According to a Nov. 3 announcement from South Korea’s Financial Services Commission, or FSC, virtual asset service providers within the country will no longer be able to handle any digital assets that present a high money laundering risk. These updates were made as part of the guidelines under the Special Payment Act — regulation which specifically covers the legality of cryptocurrencies in South Korea. The FIU specifically called out “dark coins”, which are privacy-oriented cryptocurrencies, for having transaction records that are reportedly difficult for the group to trace. This could potentially affect the usage of privacy coins such as Zcash (ZEC), Monero (XMR), and Dash (DASH).
The financial watchdog’s amendments to the Special Payment Act are expected to be enforced starting in March 2021. The crypto bill calls for existing exchanges to employ sufficient Know Your Customer, or KYC, and anti-money laundering, or AML, policies. Exchanges must also report their operations within six months of the law’s implementation. In addition to not handling privacy coins, virtual asset service providers are required to confirm the real names of their customers by verifying them against personal data, such as national identity numbers.
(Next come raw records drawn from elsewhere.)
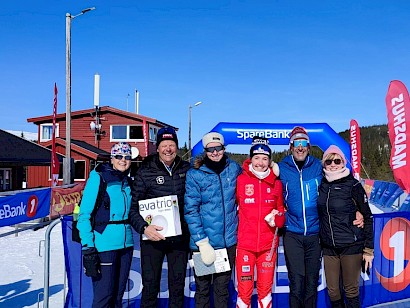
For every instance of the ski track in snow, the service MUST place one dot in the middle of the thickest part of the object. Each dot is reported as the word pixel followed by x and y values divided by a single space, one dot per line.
pixel 22 268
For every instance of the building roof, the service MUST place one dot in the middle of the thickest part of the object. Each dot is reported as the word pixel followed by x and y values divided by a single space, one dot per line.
pixel 102 110
pixel 17 151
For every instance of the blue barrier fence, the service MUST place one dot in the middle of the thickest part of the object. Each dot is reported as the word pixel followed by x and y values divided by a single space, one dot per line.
pixel 388 281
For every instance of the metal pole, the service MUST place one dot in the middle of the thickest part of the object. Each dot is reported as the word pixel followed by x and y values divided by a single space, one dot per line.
pixel 47 262
pixel 189 128
pixel 189 132
pixel 67 160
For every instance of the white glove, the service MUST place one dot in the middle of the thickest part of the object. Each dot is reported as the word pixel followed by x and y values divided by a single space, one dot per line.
pixel 270 218
pixel 207 252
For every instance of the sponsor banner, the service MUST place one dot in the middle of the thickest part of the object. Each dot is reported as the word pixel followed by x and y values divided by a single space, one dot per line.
pixel 398 116
pixel 388 281
pixel 24 206
pixel 320 134
pixel 391 279
pixel 63 200
pixel 355 148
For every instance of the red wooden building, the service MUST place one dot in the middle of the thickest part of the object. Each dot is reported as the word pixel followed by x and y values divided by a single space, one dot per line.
pixel 93 132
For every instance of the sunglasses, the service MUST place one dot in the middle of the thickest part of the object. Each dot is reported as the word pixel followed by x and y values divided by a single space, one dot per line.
pixel 166 130
pixel 337 161
pixel 212 149
pixel 303 143
pixel 120 157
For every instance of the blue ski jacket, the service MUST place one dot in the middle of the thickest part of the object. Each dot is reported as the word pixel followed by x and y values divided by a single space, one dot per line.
pixel 300 193
pixel 210 205
pixel 106 235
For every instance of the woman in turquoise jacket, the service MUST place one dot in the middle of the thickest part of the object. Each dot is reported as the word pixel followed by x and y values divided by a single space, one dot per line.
pixel 105 232
pixel 212 217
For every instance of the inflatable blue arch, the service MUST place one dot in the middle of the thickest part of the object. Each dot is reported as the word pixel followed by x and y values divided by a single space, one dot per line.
pixel 320 134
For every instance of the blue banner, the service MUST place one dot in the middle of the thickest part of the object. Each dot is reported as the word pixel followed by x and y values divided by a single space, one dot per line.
pixel 320 134
pixel 24 206
pixel 389 279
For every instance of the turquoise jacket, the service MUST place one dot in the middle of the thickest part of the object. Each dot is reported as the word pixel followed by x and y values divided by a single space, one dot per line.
pixel 210 205
pixel 115 207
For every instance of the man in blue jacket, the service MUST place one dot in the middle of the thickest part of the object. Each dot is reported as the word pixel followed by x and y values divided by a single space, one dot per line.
pixel 301 175
pixel 212 216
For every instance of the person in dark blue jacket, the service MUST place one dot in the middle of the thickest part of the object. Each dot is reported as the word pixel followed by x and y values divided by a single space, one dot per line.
pixel 301 175
pixel 211 214
pixel 106 235
pixel 161 174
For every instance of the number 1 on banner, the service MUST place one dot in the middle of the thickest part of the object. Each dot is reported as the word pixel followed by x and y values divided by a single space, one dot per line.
pixel 397 243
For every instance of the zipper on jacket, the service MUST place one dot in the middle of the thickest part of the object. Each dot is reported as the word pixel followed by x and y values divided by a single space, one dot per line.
pixel 303 202
pixel 223 207
pixel 124 195
pixel 259 213
pixel 328 214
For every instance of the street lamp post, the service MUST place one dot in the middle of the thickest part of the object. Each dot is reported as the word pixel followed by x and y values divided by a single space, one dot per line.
pixel 189 127
pixel 67 160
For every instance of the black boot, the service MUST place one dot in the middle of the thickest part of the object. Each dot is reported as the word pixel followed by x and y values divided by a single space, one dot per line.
pixel 353 302
pixel 338 304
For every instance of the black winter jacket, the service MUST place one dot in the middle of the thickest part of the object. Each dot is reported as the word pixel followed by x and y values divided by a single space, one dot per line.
pixel 153 180
pixel 337 204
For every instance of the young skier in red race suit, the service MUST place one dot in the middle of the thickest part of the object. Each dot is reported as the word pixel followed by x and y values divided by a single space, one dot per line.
pixel 261 212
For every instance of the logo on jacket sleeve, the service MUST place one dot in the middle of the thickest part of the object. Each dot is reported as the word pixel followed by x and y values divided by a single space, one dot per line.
pixel 249 189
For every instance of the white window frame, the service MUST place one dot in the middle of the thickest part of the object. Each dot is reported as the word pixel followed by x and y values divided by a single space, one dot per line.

Many crypto exchanges in the country already do not list privacy coins due to existing international regulations. In September 2019, the South Korean arm of cryptocurrency exchange OKEx removed ZEC, XMR, DASH, Horizen (ZEN), and Super Bitcoin (SBTC), citing guidelines set out by the Financial Action Task Force. Local crypto exchange Upbit announced that same month it would cease trading support for three privacy-focused cryptocurrencies.